Compared with the change of PKP model without leakage of cement, our research shows that the cement leaking into the disc changes the stress distribution of the vertebrae, substantially increases the von Mises stresses of adjacent vertebra, which hints the cause of adjacent vertebra compression fractures. Previous clinical studies have found the increase incidence of new adjacent vertebra fractures13,16,26, and in some researches, bone cement leakage, especially intradiscal cement leakage(ICL) presented highly correlated with the new fractures of adjacent vertebrae43,44,45,46,47, however the exact relationship between fractures and ICL is still not very clear. In our researches, we have shown the biomechanical changes of adjacent vertebrae after PKP, that intradiscal cement leakage can increase the maximum von Mises stress on adjacent vertebrae, change the distribution of von Mises stress on adjacent endplates, and enhance their hotspot. Those indicates that the biomechanical changes after ICL may play an important role on failure of adjacent vertebrae after PKP. The different results and regions of the maximum von Mises stress in PKP with and without intradiscal cement leakage may suggest the important role of the shape, size and distribution of the bone cement, which will be our next-stage researches.

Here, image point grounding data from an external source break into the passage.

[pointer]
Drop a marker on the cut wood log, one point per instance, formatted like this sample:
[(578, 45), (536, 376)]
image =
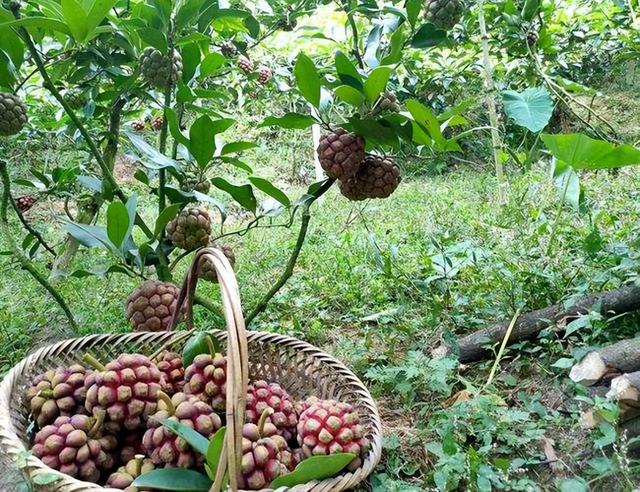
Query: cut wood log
[(608, 362), (475, 346)]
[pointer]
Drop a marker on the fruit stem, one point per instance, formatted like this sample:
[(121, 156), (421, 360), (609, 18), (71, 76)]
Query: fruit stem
[(93, 362), (97, 425), (166, 399), (139, 459), (263, 419)]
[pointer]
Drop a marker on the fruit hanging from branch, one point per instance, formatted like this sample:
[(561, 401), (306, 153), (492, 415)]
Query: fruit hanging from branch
[(13, 114), (151, 306), (160, 70), (443, 14), (190, 229), (378, 177), (341, 153)]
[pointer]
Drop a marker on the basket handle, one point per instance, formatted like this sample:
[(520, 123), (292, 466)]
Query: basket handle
[(237, 356)]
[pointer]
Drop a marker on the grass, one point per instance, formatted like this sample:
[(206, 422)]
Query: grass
[(379, 284)]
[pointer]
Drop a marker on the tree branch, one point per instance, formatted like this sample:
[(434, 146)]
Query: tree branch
[(288, 271), (24, 261)]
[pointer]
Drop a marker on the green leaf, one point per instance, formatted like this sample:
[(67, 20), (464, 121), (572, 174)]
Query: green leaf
[(271, 190), (349, 95), (165, 217), (174, 479), (97, 13), (200, 343), (531, 108), (202, 140), (307, 79), (347, 71), (159, 160), (582, 152), (76, 19), (153, 37), (211, 64), (314, 468), (376, 82), (117, 223), (196, 440), (241, 194), (295, 121), (427, 36), (215, 449)]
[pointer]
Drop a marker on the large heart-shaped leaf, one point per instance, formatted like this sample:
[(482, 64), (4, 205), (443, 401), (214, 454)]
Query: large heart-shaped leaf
[(531, 108), (196, 440), (583, 152), (314, 468), (174, 479)]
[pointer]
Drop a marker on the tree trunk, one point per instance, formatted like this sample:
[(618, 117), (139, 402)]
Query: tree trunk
[(473, 347)]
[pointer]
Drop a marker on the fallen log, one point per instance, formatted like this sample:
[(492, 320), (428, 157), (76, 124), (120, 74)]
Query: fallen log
[(608, 362), (474, 347)]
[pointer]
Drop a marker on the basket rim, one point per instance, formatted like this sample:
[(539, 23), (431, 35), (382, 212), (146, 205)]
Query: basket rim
[(14, 447)]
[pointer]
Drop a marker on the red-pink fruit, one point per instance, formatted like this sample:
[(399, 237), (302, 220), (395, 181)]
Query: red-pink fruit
[(206, 378), (172, 370), (329, 427), (261, 459), (246, 65), (168, 449), (151, 306), (57, 392), (75, 446), (124, 476), (341, 153), (263, 396), (264, 75), (127, 390), (25, 202)]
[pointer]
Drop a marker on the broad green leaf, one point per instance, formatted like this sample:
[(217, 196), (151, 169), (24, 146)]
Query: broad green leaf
[(241, 194), (215, 448), (347, 71), (233, 147), (211, 63), (583, 152), (159, 160), (117, 223), (202, 140), (45, 23), (174, 479), (76, 19), (200, 343), (196, 441), (314, 468), (290, 120), (271, 190), (376, 82), (531, 108), (349, 95), (307, 79), (90, 236), (98, 11), (165, 217), (154, 38)]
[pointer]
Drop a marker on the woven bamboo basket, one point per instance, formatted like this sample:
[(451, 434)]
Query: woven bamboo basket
[(299, 367)]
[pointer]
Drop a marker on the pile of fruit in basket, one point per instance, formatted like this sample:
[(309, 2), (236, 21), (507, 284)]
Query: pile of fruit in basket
[(112, 423)]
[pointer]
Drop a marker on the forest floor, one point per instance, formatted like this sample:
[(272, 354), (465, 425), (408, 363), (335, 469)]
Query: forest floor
[(379, 285)]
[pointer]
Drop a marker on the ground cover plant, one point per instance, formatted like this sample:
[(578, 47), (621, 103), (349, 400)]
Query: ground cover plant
[(398, 183)]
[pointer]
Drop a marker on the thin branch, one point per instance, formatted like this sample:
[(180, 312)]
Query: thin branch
[(30, 229), (288, 271), (50, 86), (24, 261)]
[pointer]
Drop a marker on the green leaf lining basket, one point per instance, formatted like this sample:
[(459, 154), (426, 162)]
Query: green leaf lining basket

However, our approach has some limitations, as it is based on a single clinical case. This requires further comparative studies to confirm the analysis and prediction, and the effect of those increases needs to be confirmed by additional mechanical testing in the future. Moreover, there are many ways to build the three-dimensional finite element models, and we do not claim ours to be the best. The material properties of the models came from published literature instead of in vivo data, which may have undermined the accuracy of results.

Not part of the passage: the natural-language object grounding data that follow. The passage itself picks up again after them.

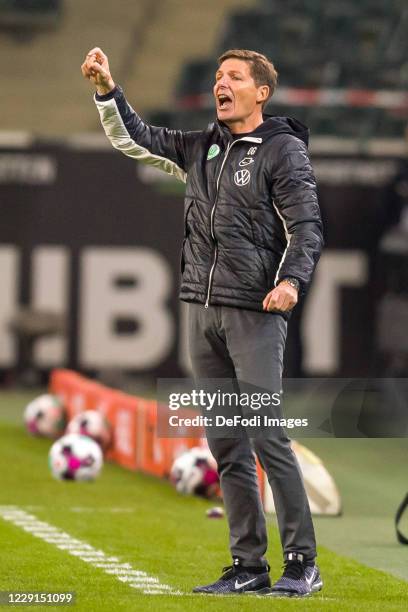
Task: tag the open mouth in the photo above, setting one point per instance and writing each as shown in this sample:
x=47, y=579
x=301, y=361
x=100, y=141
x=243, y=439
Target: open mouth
x=224, y=101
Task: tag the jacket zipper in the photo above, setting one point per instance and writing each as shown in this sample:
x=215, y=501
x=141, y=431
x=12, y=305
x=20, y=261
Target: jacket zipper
x=210, y=278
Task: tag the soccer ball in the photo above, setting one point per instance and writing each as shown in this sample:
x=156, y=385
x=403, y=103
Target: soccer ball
x=93, y=424
x=75, y=457
x=45, y=416
x=195, y=473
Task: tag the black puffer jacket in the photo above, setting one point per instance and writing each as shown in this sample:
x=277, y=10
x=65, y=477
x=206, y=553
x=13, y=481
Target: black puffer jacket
x=251, y=213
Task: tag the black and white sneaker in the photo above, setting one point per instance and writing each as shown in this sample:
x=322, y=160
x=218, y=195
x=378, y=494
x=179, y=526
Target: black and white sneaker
x=297, y=580
x=238, y=579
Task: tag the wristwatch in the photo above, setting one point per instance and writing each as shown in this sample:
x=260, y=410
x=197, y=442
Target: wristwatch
x=291, y=281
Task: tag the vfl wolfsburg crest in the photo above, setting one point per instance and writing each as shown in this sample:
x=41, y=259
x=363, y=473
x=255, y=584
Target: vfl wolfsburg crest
x=213, y=151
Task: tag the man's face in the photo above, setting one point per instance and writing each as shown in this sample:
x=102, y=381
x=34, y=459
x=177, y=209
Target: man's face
x=235, y=92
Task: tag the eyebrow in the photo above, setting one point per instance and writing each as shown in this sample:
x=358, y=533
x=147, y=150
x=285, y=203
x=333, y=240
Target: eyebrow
x=229, y=72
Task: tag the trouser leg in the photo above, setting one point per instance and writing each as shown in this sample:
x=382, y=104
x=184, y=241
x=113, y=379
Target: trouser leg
x=234, y=456
x=255, y=343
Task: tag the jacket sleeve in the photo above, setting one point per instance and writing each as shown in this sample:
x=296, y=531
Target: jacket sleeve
x=295, y=201
x=168, y=150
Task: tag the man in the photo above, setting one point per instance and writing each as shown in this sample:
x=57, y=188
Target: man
x=251, y=242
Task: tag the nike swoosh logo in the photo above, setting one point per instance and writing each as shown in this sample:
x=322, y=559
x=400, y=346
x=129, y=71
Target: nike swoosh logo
x=239, y=585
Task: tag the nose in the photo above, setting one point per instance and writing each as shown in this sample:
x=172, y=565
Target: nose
x=223, y=81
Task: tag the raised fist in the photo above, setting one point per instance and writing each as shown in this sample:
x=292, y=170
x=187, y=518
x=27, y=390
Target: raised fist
x=96, y=69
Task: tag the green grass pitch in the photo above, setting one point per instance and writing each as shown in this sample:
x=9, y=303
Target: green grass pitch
x=143, y=521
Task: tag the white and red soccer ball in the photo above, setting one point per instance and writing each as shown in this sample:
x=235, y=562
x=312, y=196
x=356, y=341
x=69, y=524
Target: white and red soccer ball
x=195, y=473
x=93, y=424
x=75, y=457
x=45, y=416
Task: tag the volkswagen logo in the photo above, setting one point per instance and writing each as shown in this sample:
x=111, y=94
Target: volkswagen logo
x=242, y=177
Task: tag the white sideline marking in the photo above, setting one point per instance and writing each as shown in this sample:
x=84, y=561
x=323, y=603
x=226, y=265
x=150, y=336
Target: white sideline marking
x=136, y=579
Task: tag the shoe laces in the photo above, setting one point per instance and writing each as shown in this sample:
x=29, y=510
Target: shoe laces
x=293, y=569
x=228, y=571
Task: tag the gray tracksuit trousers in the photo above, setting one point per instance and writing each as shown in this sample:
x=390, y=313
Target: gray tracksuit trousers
x=228, y=342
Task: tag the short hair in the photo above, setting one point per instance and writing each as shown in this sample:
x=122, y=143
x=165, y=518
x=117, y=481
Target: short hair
x=262, y=70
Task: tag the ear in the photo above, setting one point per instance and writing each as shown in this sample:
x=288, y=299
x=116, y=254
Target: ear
x=262, y=93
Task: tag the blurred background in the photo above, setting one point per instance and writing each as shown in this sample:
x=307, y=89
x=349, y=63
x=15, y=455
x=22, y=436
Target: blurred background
x=89, y=253
x=90, y=240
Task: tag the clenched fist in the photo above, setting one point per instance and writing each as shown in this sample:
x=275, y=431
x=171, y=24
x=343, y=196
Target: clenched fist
x=96, y=69
x=283, y=298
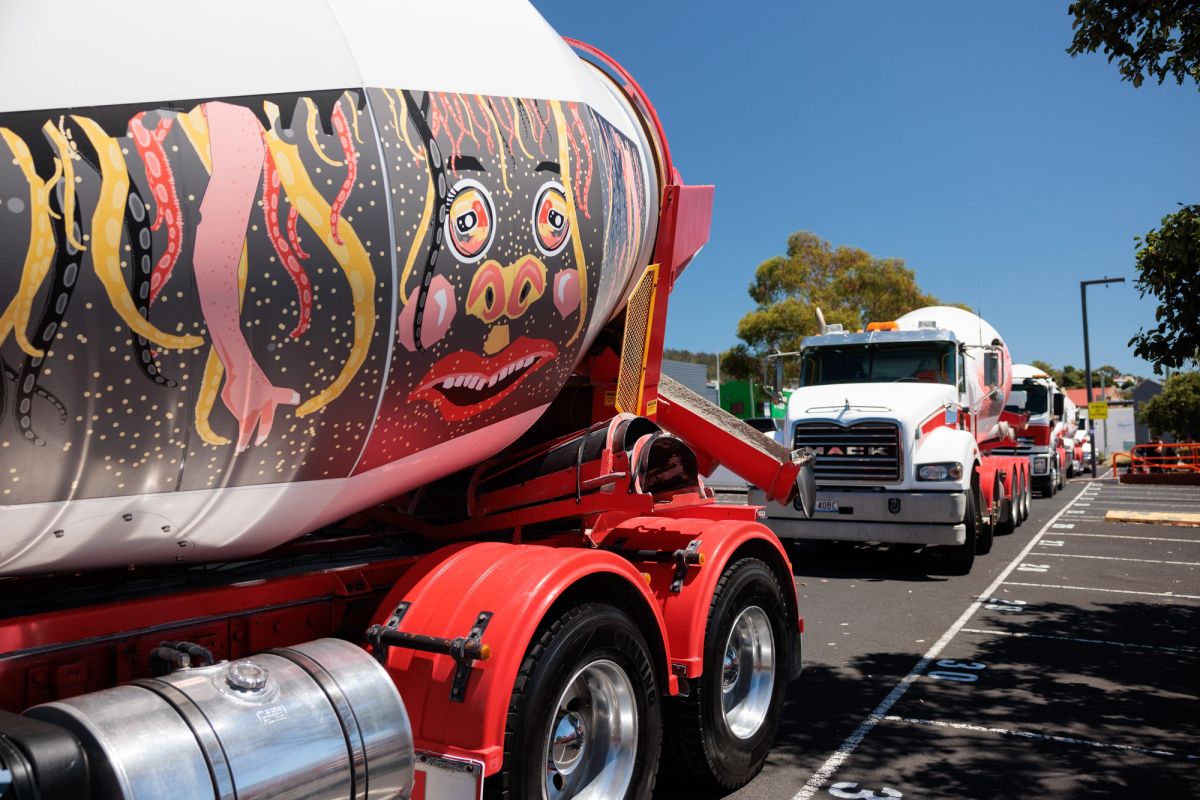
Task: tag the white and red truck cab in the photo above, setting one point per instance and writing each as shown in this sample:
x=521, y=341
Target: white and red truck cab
x=897, y=416
x=1043, y=422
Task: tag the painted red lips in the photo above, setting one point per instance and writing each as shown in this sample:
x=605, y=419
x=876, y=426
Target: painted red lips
x=463, y=384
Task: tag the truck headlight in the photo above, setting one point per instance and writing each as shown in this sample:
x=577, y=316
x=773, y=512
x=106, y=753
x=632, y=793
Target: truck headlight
x=945, y=471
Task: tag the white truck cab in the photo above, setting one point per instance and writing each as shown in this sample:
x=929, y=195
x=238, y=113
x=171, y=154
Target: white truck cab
x=895, y=415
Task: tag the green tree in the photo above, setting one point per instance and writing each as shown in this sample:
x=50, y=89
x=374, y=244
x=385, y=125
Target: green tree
x=1044, y=366
x=1169, y=269
x=1176, y=409
x=738, y=364
x=1149, y=38
x=847, y=283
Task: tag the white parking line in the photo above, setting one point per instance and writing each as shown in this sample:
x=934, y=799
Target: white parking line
x=1043, y=737
x=835, y=759
x=1181, y=649
x=1144, y=539
x=1113, y=591
x=1115, y=558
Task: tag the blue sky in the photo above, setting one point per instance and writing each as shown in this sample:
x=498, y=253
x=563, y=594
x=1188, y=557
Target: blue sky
x=957, y=136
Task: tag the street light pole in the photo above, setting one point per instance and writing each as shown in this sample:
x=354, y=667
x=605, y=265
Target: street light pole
x=1087, y=360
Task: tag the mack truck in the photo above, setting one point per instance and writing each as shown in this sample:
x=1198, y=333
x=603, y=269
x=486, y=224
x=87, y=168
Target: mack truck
x=335, y=452
x=904, y=419
x=1044, y=428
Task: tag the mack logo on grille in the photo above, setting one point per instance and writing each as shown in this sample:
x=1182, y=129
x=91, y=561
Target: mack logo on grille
x=853, y=450
x=861, y=452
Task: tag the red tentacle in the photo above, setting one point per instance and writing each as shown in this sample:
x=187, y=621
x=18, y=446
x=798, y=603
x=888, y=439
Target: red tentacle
x=293, y=234
x=162, y=185
x=352, y=170
x=286, y=254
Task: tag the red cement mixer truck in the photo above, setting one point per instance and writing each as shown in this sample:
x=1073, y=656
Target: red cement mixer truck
x=335, y=456
x=903, y=419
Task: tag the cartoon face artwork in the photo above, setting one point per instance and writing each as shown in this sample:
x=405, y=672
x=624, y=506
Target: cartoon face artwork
x=526, y=198
x=295, y=287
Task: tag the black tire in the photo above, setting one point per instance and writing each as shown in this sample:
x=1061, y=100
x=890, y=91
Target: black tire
x=1008, y=515
x=960, y=558
x=703, y=752
x=581, y=637
x=988, y=527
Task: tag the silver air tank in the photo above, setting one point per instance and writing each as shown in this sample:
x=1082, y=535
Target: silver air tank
x=317, y=720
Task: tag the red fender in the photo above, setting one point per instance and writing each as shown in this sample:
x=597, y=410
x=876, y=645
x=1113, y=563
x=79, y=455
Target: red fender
x=517, y=583
x=685, y=613
x=989, y=482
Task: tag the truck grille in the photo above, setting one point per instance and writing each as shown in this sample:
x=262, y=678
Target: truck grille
x=864, y=452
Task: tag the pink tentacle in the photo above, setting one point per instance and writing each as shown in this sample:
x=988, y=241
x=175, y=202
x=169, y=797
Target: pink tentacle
x=286, y=254
x=162, y=185
x=352, y=170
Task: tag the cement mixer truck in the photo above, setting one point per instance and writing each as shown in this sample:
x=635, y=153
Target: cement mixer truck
x=335, y=455
x=903, y=417
x=1043, y=421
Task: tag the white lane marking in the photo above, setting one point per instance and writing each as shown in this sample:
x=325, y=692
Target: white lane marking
x=819, y=779
x=1143, y=539
x=1111, y=591
x=1115, y=558
x=1181, y=648
x=1044, y=737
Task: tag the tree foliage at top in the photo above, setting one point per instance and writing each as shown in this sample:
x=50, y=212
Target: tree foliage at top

Hiwatashi et al. found cement leakage into an adjacent disk is more common when there are cortical defect in the endplate of the treated vertebral body, abnormal T2 hyperintensity in the adjacent intervertebral disk, and absence of intravertebral cleft48. So that preoperative MRI is a good choice for predicting such cement leakage. The reduction of the incidence of cement leakage in the disc during kyphoplasty is also very important, and cement injection should be stopped once leakage in the disk is detected. For patients with intradiscal cement leakage (ICL), careful and frequent follow-up observation is necessary. Whether the upper and lower adjacent vertebra should be augmented as a prophylactic treatment to reduce the risk of postoperative fracture still needs further investigation.

Limitations

  1. 1.

    Only one results of stress is included in our research, it still needs further study.

  2. 2.

    Whether the upper and lower adjacent vertebra should be augmented as a prophylactic treatment to reduce the risk of postoperative fracture still needs further investigation.

Conclusion

Post-operative adjacent vertebra compression fractures after PKP for Osteoporotic Vertebra Compression Fracture (OVCF) with intraoperative intradiscal cement leakage (ICL) may be closely related to the biomechanical changes of adjacent vertebrae of thoracolumbar OVCF, and it may increase the risk of postoperative fracture.